Olha, eu fui muito sorrateira [risos]. Mesmo muito sorrateira. A Joana, por exemplo, que é a pessoa em quem eu mais confio para ouvir, só ouviu praticamente no fim e nem ouviu tudo logo, só uma ou outra. Eu fui enfiando cada vez mais na cabeça que queria fazer tudo sozinha. Porque, às vezes, as opiniões, mesmo vindas de amigos, são difíceis. Mostras a um e ok, diz-te qualquer coisa. Mostras a outro e diz-te uma coisa completamente diferente. E pronto, depois não sei para que lado me hei-de virar [risos]. Foi por isso que resolvi manter mesmo bastante sigilo até ao final. A malta sabia o que eu andava a fazer, só não ouvia [risos]. Fui partilhando uma ou outra, de vez em quando. Mas foi mais no final do processo, quando estava a terminar tudo, em que comecei a sentir que estava a ficar uma coisa mais coesa. Nessa altura mostrei uma ou outra.
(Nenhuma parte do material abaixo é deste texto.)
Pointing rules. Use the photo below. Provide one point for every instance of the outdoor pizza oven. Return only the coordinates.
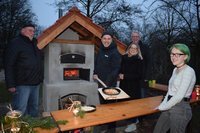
(68, 68)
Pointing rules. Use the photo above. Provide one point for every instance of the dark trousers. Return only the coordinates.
(175, 119)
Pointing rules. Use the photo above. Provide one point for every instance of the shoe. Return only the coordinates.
(130, 128)
(137, 121)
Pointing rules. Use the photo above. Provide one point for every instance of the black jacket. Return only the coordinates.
(23, 64)
(132, 68)
(107, 64)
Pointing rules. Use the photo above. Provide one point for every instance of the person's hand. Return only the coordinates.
(121, 76)
(95, 76)
(12, 89)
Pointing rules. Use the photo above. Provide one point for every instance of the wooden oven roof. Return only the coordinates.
(82, 25)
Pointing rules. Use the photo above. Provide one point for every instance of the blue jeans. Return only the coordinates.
(26, 99)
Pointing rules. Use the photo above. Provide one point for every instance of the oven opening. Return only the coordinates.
(76, 74)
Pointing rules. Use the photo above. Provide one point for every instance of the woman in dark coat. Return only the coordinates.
(131, 73)
(107, 62)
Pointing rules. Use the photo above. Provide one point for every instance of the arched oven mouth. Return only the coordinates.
(76, 74)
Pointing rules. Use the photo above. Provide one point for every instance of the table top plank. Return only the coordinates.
(106, 113)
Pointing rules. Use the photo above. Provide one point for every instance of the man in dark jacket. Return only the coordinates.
(107, 66)
(23, 71)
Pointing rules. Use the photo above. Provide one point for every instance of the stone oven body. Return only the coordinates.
(55, 84)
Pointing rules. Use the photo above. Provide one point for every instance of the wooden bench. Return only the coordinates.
(106, 113)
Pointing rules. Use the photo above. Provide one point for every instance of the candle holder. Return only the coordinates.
(15, 123)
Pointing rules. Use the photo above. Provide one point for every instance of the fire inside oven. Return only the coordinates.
(71, 74)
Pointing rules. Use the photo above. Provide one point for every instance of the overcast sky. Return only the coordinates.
(47, 14)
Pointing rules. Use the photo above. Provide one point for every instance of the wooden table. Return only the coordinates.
(40, 130)
(160, 87)
(106, 113)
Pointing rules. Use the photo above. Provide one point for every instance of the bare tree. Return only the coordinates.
(14, 13)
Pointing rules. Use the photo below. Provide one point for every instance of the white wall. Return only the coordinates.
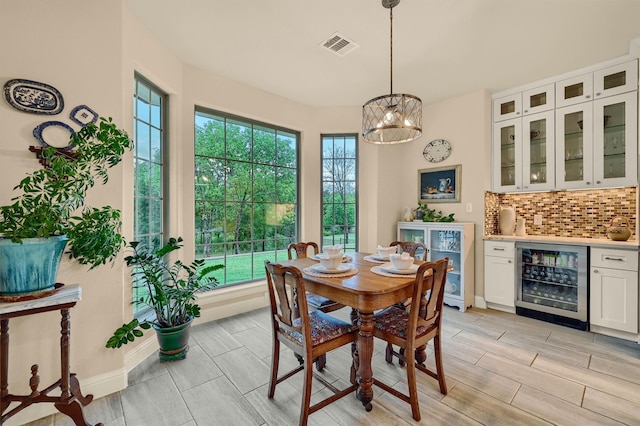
(464, 122)
(90, 54)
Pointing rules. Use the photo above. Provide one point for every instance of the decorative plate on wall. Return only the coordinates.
(437, 151)
(34, 97)
(56, 137)
(83, 115)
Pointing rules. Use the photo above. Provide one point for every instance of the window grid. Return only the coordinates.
(339, 190)
(149, 128)
(246, 193)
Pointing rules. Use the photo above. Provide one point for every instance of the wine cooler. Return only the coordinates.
(552, 283)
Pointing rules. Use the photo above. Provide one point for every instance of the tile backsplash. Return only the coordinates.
(582, 214)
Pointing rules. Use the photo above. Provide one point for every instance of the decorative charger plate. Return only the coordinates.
(34, 97)
(388, 267)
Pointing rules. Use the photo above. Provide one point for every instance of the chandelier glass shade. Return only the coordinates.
(393, 118)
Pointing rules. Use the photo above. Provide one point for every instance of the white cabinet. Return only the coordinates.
(455, 241)
(538, 164)
(614, 291)
(499, 275)
(616, 79)
(578, 132)
(507, 155)
(525, 149)
(596, 143)
(507, 107)
(574, 90)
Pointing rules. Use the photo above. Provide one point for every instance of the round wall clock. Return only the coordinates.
(437, 150)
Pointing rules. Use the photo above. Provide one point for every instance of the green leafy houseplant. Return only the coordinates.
(431, 215)
(168, 288)
(52, 198)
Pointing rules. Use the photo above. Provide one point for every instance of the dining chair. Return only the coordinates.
(315, 301)
(412, 330)
(309, 334)
(411, 248)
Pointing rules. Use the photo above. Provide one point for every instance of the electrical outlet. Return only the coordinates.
(537, 219)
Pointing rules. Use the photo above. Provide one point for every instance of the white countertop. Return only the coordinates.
(592, 242)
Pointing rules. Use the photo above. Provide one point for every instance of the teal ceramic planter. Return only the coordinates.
(30, 267)
(173, 341)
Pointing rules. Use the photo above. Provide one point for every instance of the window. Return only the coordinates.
(339, 191)
(149, 115)
(246, 193)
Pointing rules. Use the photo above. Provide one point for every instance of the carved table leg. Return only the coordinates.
(65, 331)
(74, 410)
(4, 364)
(354, 350)
(365, 354)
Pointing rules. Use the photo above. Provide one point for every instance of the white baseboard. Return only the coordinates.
(218, 304)
(479, 302)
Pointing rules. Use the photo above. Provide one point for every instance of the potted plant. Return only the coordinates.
(169, 289)
(431, 215)
(50, 212)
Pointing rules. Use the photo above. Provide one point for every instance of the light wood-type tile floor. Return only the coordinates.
(501, 369)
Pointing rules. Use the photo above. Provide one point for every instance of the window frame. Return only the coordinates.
(279, 242)
(331, 241)
(143, 311)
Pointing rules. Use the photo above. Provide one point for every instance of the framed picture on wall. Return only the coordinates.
(440, 184)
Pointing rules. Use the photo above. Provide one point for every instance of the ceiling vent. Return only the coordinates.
(339, 45)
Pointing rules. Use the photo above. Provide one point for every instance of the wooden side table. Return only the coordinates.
(70, 398)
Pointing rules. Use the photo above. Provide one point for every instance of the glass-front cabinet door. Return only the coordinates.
(615, 148)
(507, 155)
(574, 146)
(538, 100)
(615, 80)
(448, 243)
(538, 166)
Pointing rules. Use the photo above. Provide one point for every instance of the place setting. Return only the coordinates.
(400, 265)
(332, 264)
(382, 255)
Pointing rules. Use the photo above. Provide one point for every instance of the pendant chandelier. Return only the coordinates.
(396, 117)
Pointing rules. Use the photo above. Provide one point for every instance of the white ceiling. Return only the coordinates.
(441, 48)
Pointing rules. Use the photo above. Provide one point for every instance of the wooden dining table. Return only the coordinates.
(365, 292)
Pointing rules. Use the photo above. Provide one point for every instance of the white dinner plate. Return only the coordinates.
(345, 258)
(388, 267)
(322, 269)
(378, 257)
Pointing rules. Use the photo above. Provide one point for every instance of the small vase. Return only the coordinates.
(507, 220)
(521, 227)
Até lá, ainda nem eu estava a acreditar a 100% que valia a pena.

Fala-me um pouco sobre quem colabora contigo aqui e de que forma é que esses inputs se fazem sentir nas músicas. Nos créditos, vi lá os nomes do Luís Duarte Moreira, Joana Rodrigues e Zé Poças (aka zé menos).

O Zé misturou e masterizou todo o álbum. Eu já estava super-convencida de que ele ia fazer um bom trabalho, porque já o tinha feito em redoma e eu gosto imenso da sensibilidade dele — porque é necessário ter essa sensibilidade e ele tem-na. Se eu puder, trabalho para sempre com ele [risos]. Eu acho que ele teve algum peso, para já pela disponibilidade que ele tem em ouvir e em tentar entender exactamente o que é que uma pessoa quer — neste caso, o que é que eu queria com o meu álbum. E ele também tem a sua própria sensibilidade e vai dizendo: “Mas o que achas desta coisa aqui?” Portanto, sim, grande zé menos, grande Zé Poças. Gosto muito dele. A Joana produziu comigo a faixa “como se início” e ela também foi muito essencial, porque eu estava a dar essa faixa quase como perdida. Não estava a encontrar exactamente aquilo que eu queria e ela deu-lhe ali a volta da forma que era necessária, que ela faz muito bem. Depois, o Luís, deu-lhe aquele vozeirão na “manhã”, que é uma caminha muito confortável e que eu acho que ficou super-bem. Num todo, eu gosto de sentir que, de certa forma, estas pessoas, que são importantes para mim, fizeram parte do álbum, do processo, mesmo que só em pequenos apontamentos. O que importa é que estão lá e essa é, também, um bocado uma metáfora para todo o processo que motivou o álbum.

Em redoma tinhas editado pela Biruta, mas agora para este álbum juntaste-te à MORADA.

Exacto. Eles ajudaram-me na parte da comunicação. Não estou propriamente como estou com a Biruta. Mas sim, associei-me a eles. Também já tenho trabalhado com a INÊS APENAS e ela faz parte da MORADA. Fez-me sentido, até porque eles também estão a emergir agora e a lutar bastante para pôr os artistas aí a bombar.

Tens concerto de apresentação marcado para o Maus Hábitos no dia 16 de Novembro. Como estão a correr os preparativos? Em que formato é que te apresentas ao vivo enquanto Malva?

Para este concerto vou levar uma guitarrista, chamada Catarina Estácio. Isto porque eu percebi que sozinha ia ser tenso para mim [risos]. Eu prefiro focar-me na parte vocal do que estar a ter os dois focos. Não é que eu não consiga. Eu consigo, mas fica frágil. Sinto-me muito melhor neste formato. E eu, de vez em quando, também complemento com outra guitarra. Portanto há momentos em que estamos as duas a tocar. Tenho-me preparado pela calada — mais pela calada, novamente [risos]. Já fiz um ou outro concerto assim, com pouca promoção à volta. Tenho usado este formato e os três concertos que já aconteceram correram bastante bem. Então espero que no Maus Hábitos também corra tudo bem.